First Morrissey, in a friendly enough tone, ran him through all the things King had quoted Farquharson saying outside the fish-and-chip shop on that Friday night. King agreed to all of them. Then Morrissey narrowed it down. Was King really alleging that Robbie ‘then just stared at me in my eyes and said, “Kill them”?’
‘That’s correct.’
Morrissey raised his chin. ‘That’s false, isn’t it? You didn’t put that to him on either of the two tapes, did you?’
King began to mumble. ‘I was too stressed and—’
‘Don’t worry about that,’ said Morrissey sharply. ‘You didn’t, did you?’
‘No.’
Morrissey leaned forward, propped his big footballer’s torso on both fists and let fly. Had King then said to Farquharson, ‘Bullshit, that’s your own flesh and blood, Robbie’? And had Farquharson replied, ‘So? I hate them’? That too was false, wasn’t it? And when King warned him he would go to gaol, surely Farquharson hadn’t really replied that he would kill himself before it got to that? Weren’t these very extreme statements? Farquharson had never before told King he was going to hurt his children, had he? Hadn’t he only ever said that he loved his kids? Beautiful kids, weren’t they? They obviously loved their dad, didn’t they? Farquharson gave them a lot of affection, did he not? Yet didn’t King claim that Farquharson had even told him the place and date of this cold-blooded murder of his three kids? Three beautiful kids? Yes? Is that what King claimed?
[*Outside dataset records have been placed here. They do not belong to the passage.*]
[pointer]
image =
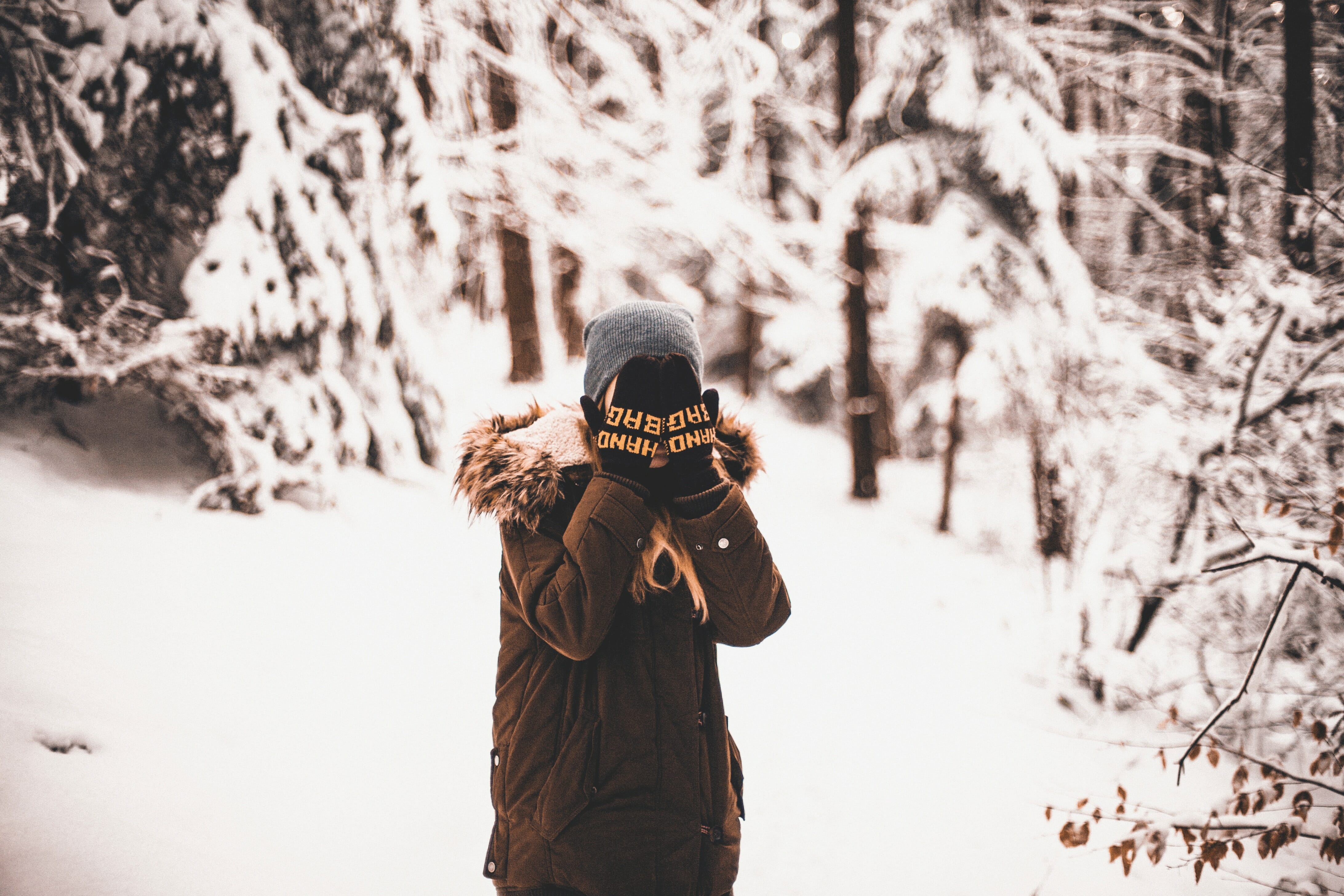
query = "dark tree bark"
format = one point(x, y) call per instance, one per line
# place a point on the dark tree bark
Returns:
point(568, 270)
point(949, 463)
point(521, 307)
point(1299, 134)
point(1054, 514)
point(515, 248)
point(861, 403)
point(749, 330)
point(954, 334)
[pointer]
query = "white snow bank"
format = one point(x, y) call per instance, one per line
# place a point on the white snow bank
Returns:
point(299, 703)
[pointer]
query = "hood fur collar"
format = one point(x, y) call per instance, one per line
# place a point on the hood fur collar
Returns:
point(514, 464)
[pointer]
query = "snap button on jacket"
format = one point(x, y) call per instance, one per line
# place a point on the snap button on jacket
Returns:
point(613, 772)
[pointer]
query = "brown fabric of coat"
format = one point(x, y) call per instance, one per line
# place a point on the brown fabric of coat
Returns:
point(613, 772)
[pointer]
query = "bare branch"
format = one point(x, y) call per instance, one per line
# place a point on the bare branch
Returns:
point(1246, 682)
point(1256, 363)
point(1330, 348)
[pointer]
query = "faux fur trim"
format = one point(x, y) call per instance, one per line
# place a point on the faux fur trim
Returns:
point(514, 465)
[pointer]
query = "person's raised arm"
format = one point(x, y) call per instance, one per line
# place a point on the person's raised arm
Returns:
point(744, 590)
point(568, 589)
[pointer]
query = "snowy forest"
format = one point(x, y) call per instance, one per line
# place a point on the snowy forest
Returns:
point(1038, 308)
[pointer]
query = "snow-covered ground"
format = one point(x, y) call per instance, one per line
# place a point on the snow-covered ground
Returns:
point(198, 703)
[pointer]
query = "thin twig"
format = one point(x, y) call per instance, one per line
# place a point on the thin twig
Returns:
point(1256, 363)
point(1298, 381)
point(1328, 579)
point(1246, 682)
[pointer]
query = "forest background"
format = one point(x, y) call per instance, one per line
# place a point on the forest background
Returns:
point(1109, 236)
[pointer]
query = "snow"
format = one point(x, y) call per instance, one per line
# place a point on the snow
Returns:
point(300, 702)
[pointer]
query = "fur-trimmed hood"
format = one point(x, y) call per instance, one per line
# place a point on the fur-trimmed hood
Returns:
point(514, 465)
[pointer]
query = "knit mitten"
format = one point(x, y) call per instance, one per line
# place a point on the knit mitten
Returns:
point(690, 418)
point(628, 433)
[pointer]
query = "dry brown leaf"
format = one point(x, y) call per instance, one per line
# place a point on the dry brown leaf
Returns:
point(1074, 835)
point(1214, 852)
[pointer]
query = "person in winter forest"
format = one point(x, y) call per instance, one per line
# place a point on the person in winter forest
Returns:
point(630, 554)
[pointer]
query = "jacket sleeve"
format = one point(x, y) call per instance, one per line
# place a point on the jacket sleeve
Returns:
point(742, 588)
point(568, 590)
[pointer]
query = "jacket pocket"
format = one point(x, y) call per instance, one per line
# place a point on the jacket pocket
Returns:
point(496, 854)
point(736, 776)
point(573, 781)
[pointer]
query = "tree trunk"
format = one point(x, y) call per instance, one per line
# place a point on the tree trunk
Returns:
point(568, 270)
point(515, 248)
point(749, 330)
point(1054, 515)
point(949, 460)
point(1299, 134)
point(859, 403)
point(521, 307)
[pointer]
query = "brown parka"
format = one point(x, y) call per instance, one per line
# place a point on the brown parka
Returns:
point(613, 772)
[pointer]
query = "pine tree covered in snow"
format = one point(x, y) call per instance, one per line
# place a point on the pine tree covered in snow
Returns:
point(956, 162)
point(183, 213)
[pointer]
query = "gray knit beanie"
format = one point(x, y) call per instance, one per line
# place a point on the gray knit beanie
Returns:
point(638, 328)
‘Yes,’ whispered King, flinching and changing colour.
Morrissey reared back and plunged his hands into the sleeves of his gown. ‘Did you ring Cindy Gambino,’ he asked, in a tone of incredulous challenge, ‘and let her know?
’
Gambino uttered a single sharp cry, and began to sob aloud.
‘No,’ muttered King.
No? What about the police? No? The teacher at the school? No? Did King call Robbie the next day and say, ‘Robbie, you were saying some way-out things—how are you travelling?’
‘No.’
King had had a lot of bad dreams about this, hadn’t he, since he learnt of the children being drowned in a horrendous way in the dam? Yes? His ability to sleep was effectively destroyed at that time? And he had visions? Visions meaning waking pictures in his awake mind? Visions he could not control, right? They kept butting in on him, no matter how he tried to close them out? Visions of the children drowning? Yes? Dying? Terribly upsetting visions?
King stood there sweating, gripping the rail of the stand. His face hardened, blanched, turned dark. In these few minutes he seemed to have aged ten years. ‘Yes,’ he whispered. ‘Of the kids. Yes.’
And the visions King had, said Morrissey, were of Robbie being very bad, weren’t they? Telling King he was going to kill the children so as to upset Cindy? And these visions remained untreated until King went to get counselling in December 2005 or January 2006?
Untreated. I sat up. Was Morrissey going to pathologise poor King and his horrible visions?
‘You’ve got your own kids, correct?’ said Morrissey. ‘You were shocked and upset when you heard about the death of the three kids? And then you struggled desperately to remember the conversation you’d had with Robert Farquharson two months previously? You had a lot of trouble remembering that conversation in any detail, right?’